The proposal would risk creating a damaging cliff edge unless protections were introduced for those who have built up savings.
Rumour and speculation about the future of tax rules, and tax-free cash in particular, affect investor behaviour and damage long-term confidence in pensions.
Tom Selby, senior analyst at AJ Bell said, “Axing pensions tax-free cash just as automatic enrolment is fostering a fragile savings culture in the UK is a terrible idea.
“Being able to access a quarter of your pension pot tax-free from age 55 is one of the best understood benefits of saving in a pension, so ditching it altogether would have potentially disastrous long-term consequences.

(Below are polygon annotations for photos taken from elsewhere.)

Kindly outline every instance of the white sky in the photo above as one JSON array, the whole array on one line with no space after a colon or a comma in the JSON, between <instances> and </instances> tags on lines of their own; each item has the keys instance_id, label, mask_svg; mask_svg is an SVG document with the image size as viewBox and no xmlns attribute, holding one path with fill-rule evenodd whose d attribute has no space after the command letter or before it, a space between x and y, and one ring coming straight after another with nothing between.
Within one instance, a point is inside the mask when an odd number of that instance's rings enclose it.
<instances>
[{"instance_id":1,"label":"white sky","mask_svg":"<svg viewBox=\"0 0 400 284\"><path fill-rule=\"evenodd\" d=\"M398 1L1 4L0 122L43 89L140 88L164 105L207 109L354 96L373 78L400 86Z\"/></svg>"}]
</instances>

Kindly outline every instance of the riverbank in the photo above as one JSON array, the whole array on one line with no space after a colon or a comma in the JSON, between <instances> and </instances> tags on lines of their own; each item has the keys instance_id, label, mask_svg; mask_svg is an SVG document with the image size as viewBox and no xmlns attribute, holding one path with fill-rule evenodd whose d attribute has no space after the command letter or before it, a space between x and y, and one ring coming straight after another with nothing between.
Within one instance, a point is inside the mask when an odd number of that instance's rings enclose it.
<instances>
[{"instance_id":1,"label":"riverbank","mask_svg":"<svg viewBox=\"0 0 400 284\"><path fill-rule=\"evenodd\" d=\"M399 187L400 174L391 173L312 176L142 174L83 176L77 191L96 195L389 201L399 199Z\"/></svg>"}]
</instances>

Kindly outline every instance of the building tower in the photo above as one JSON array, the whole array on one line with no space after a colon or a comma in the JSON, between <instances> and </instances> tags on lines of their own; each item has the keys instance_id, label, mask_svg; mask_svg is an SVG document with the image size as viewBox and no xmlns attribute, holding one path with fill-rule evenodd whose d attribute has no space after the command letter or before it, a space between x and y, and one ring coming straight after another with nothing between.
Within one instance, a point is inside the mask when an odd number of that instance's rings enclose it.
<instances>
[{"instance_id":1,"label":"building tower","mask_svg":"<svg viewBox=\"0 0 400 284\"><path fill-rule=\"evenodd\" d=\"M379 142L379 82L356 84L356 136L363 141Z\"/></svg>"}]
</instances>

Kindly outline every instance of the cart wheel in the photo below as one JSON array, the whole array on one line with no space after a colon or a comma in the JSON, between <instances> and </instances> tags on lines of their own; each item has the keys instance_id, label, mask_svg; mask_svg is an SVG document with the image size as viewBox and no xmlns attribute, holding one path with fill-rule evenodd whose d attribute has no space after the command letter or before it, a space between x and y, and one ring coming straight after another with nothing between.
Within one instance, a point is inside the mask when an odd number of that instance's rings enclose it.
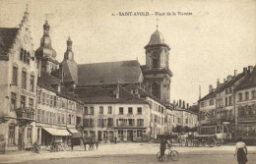
<instances>
[{"instance_id":1,"label":"cart wheel","mask_svg":"<svg viewBox=\"0 0 256 164\"><path fill-rule=\"evenodd\" d=\"M170 152L170 158L171 158L171 160L173 160L173 161L177 161L178 158L179 158L178 151L172 150L172 151Z\"/></svg>"},{"instance_id":2,"label":"cart wheel","mask_svg":"<svg viewBox=\"0 0 256 164\"><path fill-rule=\"evenodd\" d=\"M195 146L195 147L199 147L199 140L198 140L198 139L195 139L195 140L194 140L194 146Z\"/></svg>"},{"instance_id":3,"label":"cart wheel","mask_svg":"<svg viewBox=\"0 0 256 164\"><path fill-rule=\"evenodd\" d=\"M203 140L201 141L201 145L202 145L202 146L206 146L206 139L203 139Z\"/></svg>"},{"instance_id":4,"label":"cart wheel","mask_svg":"<svg viewBox=\"0 0 256 164\"><path fill-rule=\"evenodd\" d=\"M164 154L162 157L160 156L160 152L157 154L157 160L159 162L163 162L166 159L166 155Z\"/></svg>"}]
</instances>

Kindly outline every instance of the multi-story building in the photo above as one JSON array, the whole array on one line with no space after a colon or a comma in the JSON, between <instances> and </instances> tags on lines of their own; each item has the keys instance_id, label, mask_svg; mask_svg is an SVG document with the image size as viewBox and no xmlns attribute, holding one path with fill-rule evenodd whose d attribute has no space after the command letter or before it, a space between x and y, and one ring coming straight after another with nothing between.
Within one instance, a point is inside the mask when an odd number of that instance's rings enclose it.
<instances>
[{"instance_id":1,"label":"multi-story building","mask_svg":"<svg viewBox=\"0 0 256 164\"><path fill-rule=\"evenodd\" d=\"M184 100L174 102L169 111L173 133L195 132L198 126L198 116L190 110L188 103L186 104Z\"/></svg>"},{"instance_id":2,"label":"multi-story building","mask_svg":"<svg viewBox=\"0 0 256 164\"><path fill-rule=\"evenodd\" d=\"M224 139L235 138L235 120L238 119L235 89L250 74L252 68L244 68L238 75L235 70L233 76L228 75L227 79L224 80L224 83L220 83L218 80L215 89L210 85L210 93L199 100L200 134L222 134Z\"/></svg>"},{"instance_id":3,"label":"multi-story building","mask_svg":"<svg viewBox=\"0 0 256 164\"><path fill-rule=\"evenodd\" d=\"M249 67L235 88L236 138L256 143L256 67Z\"/></svg>"},{"instance_id":4,"label":"multi-story building","mask_svg":"<svg viewBox=\"0 0 256 164\"><path fill-rule=\"evenodd\" d=\"M73 68L74 61L70 61L74 59L72 41L68 39L64 60L59 64L56 51L51 46L49 29L50 26L46 21L43 25L40 47L35 51L39 71L36 137L42 145L51 144L54 139L67 142L71 135L79 134L76 128L83 126L83 102L72 93L76 84L72 82L74 79L70 78L73 73L69 70L69 66Z\"/></svg>"},{"instance_id":5,"label":"multi-story building","mask_svg":"<svg viewBox=\"0 0 256 164\"><path fill-rule=\"evenodd\" d=\"M28 10L19 27L0 28L0 136L7 150L24 149L36 139L37 69L32 41Z\"/></svg>"},{"instance_id":6,"label":"multi-story building","mask_svg":"<svg viewBox=\"0 0 256 164\"><path fill-rule=\"evenodd\" d=\"M85 102L84 134L98 140L146 141L150 137L150 104L122 86L76 89Z\"/></svg>"}]
</instances>

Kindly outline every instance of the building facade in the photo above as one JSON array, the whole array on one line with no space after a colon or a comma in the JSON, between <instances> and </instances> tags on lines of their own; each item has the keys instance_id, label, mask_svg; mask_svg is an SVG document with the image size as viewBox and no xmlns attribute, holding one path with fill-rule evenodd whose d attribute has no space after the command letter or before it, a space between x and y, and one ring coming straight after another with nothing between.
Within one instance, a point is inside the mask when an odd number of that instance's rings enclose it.
<instances>
[{"instance_id":1,"label":"building facade","mask_svg":"<svg viewBox=\"0 0 256 164\"><path fill-rule=\"evenodd\" d=\"M0 136L5 149L25 149L34 137L37 69L26 11L19 27L0 28Z\"/></svg>"},{"instance_id":2,"label":"building facade","mask_svg":"<svg viewBox=\"0 0 256 164\"><path fill-rule=\"evenodd\" d=\"M236 88L243 83L244 80L253 70L252 66L244 68L243 72L237 75L228 75L224 83L217 82L217 87L214 89L210 85L209 94L199 100L199 133L206 135L221 134L224 139L236 138L236 126L239 120L237 114ZM248 83L251 83L249 82Z\"/></svg>"}]
</instances>

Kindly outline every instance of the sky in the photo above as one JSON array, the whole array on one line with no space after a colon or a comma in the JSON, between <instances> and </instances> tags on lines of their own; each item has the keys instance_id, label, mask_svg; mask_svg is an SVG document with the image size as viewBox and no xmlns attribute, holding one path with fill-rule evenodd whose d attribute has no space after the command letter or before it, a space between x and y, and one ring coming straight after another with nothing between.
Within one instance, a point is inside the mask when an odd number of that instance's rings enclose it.
<instances>
[{"instance_id":1,"label":"sky","mask_svg":"<svg viewBox=\"0 0 256 164\"><path fill-rule=\"evenodd\" d=\"M256 64L255 0L0 0L0 27L18 27L27 2L33 49L39 47L47 16L59 61L70 36L78 64L138 59L144 65L144 46L158 25L170 47L171 102L192 104L199 85L204 96L217 79L223 82L234 70ZM167 15L172 12L176 15Z\"/></svg>"}]
</instances>

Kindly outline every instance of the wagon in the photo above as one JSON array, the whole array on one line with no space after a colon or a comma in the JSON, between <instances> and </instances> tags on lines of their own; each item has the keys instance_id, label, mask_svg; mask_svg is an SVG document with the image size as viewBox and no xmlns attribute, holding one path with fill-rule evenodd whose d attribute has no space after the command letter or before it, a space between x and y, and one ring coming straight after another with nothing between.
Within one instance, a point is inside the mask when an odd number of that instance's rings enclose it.
<instances>
[{"instance_id":1,"label":"wagon","mask_svg":"<svg viewBox=\"0 0 256 164\"><path fill-rule=\"evenodd\" d=\"M198 135L198 136L190 136L189 138L192 140L193 145L196 147L206 146L207 144L210 147L221 146L223 144L223 140L218 138L216 135Z\"/></svg>"}]
</instances>

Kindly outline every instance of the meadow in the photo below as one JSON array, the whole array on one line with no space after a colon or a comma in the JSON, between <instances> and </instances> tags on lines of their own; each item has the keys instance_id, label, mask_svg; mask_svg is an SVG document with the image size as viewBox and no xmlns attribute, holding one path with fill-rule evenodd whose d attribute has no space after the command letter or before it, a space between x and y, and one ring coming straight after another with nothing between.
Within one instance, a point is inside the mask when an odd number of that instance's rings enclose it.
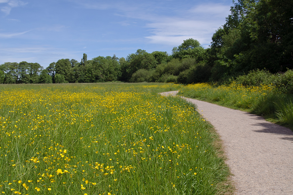
<instances>
[{"instance_id":1,"label":"meadow","mask_svg":"<svg viewBox=\"0 0 293 195\"><path fill-rule=\"evenodd\" d=\"M215 194L229 169L173 84L0 85L0 193Z\"/></svg>"},{"instance_id":2,"label":"meadow","mask_svg":"<svg viewBox=\"0 0 293 195\"><path fill-rule=\"evenodd\" d=\"M262 116L293 130L293 96L280 90L272 84L245 86L234 82L188 85L178 94Z\"/></svg>"}]
</instances>

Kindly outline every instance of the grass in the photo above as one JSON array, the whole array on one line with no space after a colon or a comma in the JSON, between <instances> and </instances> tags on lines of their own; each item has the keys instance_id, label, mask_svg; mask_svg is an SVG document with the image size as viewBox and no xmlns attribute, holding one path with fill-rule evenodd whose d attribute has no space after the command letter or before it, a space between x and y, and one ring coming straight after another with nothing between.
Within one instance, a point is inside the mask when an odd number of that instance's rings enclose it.
<instances>
[{"instance_id":1,"label":"grass","mask_svg":"<svg viewBox=\"0 0 293 195\"><path fill-rule=\"evenodd\" d=\"M198 83L181 88L179 94L262 116L293 130L293 96L277 90L271 85L245 87L232 83L216 87Z\"/></svg>"},{"instance_id":2,"label":"grass","mask_svg":"<svg viewBox=\"0 0 293 195\"><path fill-rule=\"evenodd\" d=\"M231 189L211 126L172 84L0 86L0 191L215 194Z\"/></svg>"}]
</instances>

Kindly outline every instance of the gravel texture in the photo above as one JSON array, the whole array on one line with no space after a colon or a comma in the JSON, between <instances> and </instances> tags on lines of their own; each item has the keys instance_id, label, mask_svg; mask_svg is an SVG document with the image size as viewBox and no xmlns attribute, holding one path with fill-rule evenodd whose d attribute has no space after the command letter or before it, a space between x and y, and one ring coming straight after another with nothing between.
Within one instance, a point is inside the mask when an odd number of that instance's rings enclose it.
<instances>
[{"instance_id":1,"label":"gravel texture","mask_svg":"<svg viewBox=\"0 0 293 195\"><path fill-rule=\"evenodd\" d=\"M197 105L223 140L235 194L293 195L293 132L248 112L182 98Z\"/></svg>"}]
</instances>

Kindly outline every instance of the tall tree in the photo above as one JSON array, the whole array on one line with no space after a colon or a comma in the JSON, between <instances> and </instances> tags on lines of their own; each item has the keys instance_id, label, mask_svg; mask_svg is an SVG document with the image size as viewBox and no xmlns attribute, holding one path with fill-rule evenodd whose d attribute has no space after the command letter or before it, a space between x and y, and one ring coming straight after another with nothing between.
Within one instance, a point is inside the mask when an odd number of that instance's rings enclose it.
<instances>
[{"instance_id":1,"label":"tall tree","mask_svg":"<svg viewBox=\"0 0 293 195\"><path fill-rule=\"evenodd\" d=\"M65 80L68 81L68 74L71 68L71 64L68 59L62 59L59 60L55 65L56 74L63 75Z\"/></svg>"},{"instance_id":2,"label":"tall tree","mask_svg":"<svg viewBox=\"0 0 293 195\"><path fill-rule=\"evenodd\" d=\"M135 53L129 55L121 66L122 80L129 81L133 74L139 69L154 69L158 62L154 56L145 50L139 49Z\"/></svg>"},{"instance_id":3,"label":"tall tree","mask_svg":"<svg viewBox=\"0 0 293 195\"><path fill-rule=\"evenodd\" d=\"M30 82L30 75L28 74L28 63L23 61L19 63L18 73L20 83L28 83Z\"/></svg>"},{"instance_id":4,"label":"tall tree","mask_svg":"<svg viewBox=\"0 0 293 195\"><path fill-rule=\"evenodd\" d=\"M39 83L39 77L43 67L38 63L28 63L28 71L30 75L30 83Z\"/></svg>"},{"instance_id":5,"label":"tall tree","mask_svg":"<svg viewBox=\"0 0 293 195\"><path fill-rule=\"evenodd\" d=\"M190 38L183 41L183 43L173 48L172 56L180 59L192 58L198 61L204 60L205 50L197 40Z\"/></svg>"}]
</instances>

“Rising average life expectancy, the increasing state pension age and the disappearance of guaranteed defined benefit provision is placing ever greater onus on individuals to provide for their own retirements. Given this context, public policy needs to be focused squarely on ensuring the environment encourages more pension saving, rather than pulling the rug from under people.
“There would also be severe practical issues if the Government attempted to end tax-free cash for all.
“Those who had saved money on the assumption they would get 25% of their final fund tax-free would justifiably feel aggrieved at an essentially retrospective tax grab. Even introducing a cap on tax-free cash would create a severe cliff-edge, so it is likely complex transitional measures would be needed.”